The BJP, in response, dismissed Gandhi’s accusations as “disgraceful”. Party spokesperson Tuhin Sinha said, “Rahul Gandhi is back to his disgraceful antics of demonising the country's institutions. These issues have been repeatedly addressed by the EC in absolute detail.”
Gandhi also raised concerns over the rise in the number of voters. He pointed out that the voter roll increased from 8.98 crore during the 2019 assembly elections to 9.29 crore ahead of the 2024 general elections — a growth of 31 lakh. However, between the Lok Sabha polls and the November Assembly elections, the figure allegedly swelled by another 41 lakh, reaching 9.70 crore.
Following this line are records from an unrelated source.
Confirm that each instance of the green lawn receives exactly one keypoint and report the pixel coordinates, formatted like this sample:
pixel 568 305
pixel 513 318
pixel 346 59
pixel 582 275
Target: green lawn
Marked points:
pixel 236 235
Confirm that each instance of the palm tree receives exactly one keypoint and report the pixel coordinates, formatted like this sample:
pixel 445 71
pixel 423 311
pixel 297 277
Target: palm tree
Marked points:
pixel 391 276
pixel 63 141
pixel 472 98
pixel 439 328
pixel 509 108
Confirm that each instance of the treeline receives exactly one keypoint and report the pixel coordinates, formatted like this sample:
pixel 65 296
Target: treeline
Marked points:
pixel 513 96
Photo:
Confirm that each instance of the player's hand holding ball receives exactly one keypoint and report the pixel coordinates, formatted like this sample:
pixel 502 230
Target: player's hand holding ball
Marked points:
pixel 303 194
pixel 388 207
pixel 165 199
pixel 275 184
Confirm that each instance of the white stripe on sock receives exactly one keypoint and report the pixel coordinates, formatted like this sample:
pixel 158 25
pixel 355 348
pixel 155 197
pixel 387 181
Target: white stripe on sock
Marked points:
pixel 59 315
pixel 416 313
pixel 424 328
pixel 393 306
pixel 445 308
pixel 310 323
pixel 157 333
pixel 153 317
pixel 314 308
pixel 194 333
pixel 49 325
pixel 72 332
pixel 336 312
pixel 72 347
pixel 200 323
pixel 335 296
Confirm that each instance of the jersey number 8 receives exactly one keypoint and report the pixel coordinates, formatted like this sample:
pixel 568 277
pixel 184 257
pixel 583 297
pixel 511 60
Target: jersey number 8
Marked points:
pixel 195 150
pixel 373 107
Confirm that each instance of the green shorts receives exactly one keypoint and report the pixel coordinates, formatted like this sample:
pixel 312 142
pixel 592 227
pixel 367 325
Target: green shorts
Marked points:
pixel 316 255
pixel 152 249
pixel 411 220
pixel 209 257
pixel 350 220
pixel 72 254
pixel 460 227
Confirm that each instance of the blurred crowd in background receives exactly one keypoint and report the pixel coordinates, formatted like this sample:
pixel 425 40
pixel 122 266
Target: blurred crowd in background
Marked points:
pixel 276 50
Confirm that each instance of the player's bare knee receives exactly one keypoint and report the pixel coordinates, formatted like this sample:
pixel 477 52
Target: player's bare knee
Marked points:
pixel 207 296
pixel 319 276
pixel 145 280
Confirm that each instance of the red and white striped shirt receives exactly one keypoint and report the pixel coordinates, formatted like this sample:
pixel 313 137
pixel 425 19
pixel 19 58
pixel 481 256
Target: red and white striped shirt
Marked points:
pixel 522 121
The BJP brushed aside this claim. “This is normal procedure. A similar process was followed even before the Karnataka assembly elections, which the Congress won. Besides, Rahul Gandhi has himself quoted different figures at different times,” Sinha said.
The Election Commission attributed the increase to an uptick in youth enrolment and targeted awareness campaigns.
While the BJP and its allies celebrated their emphatic win, the opposition Maha Vikas Aghadi (MVA), which included the Congress, the Uddhav Thackeray-led Shiv Sena (UBT), and Sharad Pawar’s NCP (SP), was left with just 50 seats — a massive blow for leaders who had already lost control of their party symbols and cadres in the preceding months.